India’s analytical blind spot is Bangladesh’s youth. The young students who drove the 2024 uprising are the same people who have been in the streets mourning Hadi, and they do not see India through the prism of 1971 nostalgia. They may be aware of the chapter, and they may revere it as a historic good, but that alone does not give India a license for perpetual dominance.

This generation is wired to the world, politically skeptical, and uninterested in inherited narratives. They are as likely to question power centers at home as those with an economic and cultural interest in looking the other way. To paint them as radicals is not just an insult; it is a profound misunderstanding.

Indian thinking about Bangladesh often assumes that Dhaka’s political options are limited to today's elites. That is a rapidly outdated assumption, and any effort to “manage” outcomes will come up against a generation that has already demonstrated its ability to subvert a political script.

Sovereignty Is Not Anti-India

Finally, there is the most insidious of all Indian explanations for Bangladesh: The conflation of sovereignty with anti-Indiaism. These are not the same. Bangladesh's right to make decisions that India may not like does not negate the two states’ bilateral relationship. It is an attempt to remake it on equal terms.

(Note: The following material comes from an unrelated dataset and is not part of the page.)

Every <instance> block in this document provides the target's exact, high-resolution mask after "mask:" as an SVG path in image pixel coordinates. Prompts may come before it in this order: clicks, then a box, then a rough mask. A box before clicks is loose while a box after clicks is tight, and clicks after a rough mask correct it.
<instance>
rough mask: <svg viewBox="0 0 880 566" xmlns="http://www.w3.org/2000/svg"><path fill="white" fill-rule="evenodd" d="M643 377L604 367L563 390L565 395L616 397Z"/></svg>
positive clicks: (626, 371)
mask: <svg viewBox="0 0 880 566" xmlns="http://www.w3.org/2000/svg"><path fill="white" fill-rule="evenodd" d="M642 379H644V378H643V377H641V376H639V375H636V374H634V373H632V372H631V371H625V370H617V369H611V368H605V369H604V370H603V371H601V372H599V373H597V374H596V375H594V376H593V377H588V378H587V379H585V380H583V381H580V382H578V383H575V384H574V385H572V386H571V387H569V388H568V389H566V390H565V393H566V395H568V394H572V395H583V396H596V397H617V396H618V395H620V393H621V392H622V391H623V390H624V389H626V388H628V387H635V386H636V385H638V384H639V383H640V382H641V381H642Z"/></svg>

India has long seen itself as a sort of civilizational elder in South Asian affairs. Elders who expect unconditional obedience eventually lose respect. Friendships are long-lasting when they are mutual, not hierarchical.

If India persists in looking for evidence of ingratitude or extremism behind every assertion of Bangladeshi agency or choice, it will end up isolated not because of conspiracies or alliances, but because of its own behavior.

What India Refuses to Acknowledge

There is one inconvenient truth in the Indian narrative that the entire exercise above runs up against and that Indian strategic thinking on Bangladesh still refuses to acknowledge: The current widespread anger in Bangladesh is not an externally manufactured phenomenon. It is an endogenous one that has been incubating for years and is a product of political experience and not ideological import.

No intelligence agency, or combination of them, can mobilize millions onto the streets unless the conditions already exist for it. No foreign hand can invent resentment where no state has done its utmost to respect the dignity of citizens. To project everything onto shadowy forces is a classic form of evasion in the context of a long-term policy failure.

India now has a choice. It can continue to explain Bangladesh to itself in stereotypes, security parlance, and media caricatures. Or it can accept Bangladeshis as the sovereign political actors they are and absorb Bangladesh as it goes through a turbulent but predominantly legitimate democratic reordering.

One path will only drive the two states and their people further apart. The other will take a rare humility, often in very short supply in regional power practice. Hadi’s death has closed one chapter in the story of Dhaka-India relations. Bangladesh is no longer negotiating its place in the region quietly. It is speaking loudly and sometimes angrily, but unmistakably in its own voice.

The question is not whether India approves. The question is whether India can listen.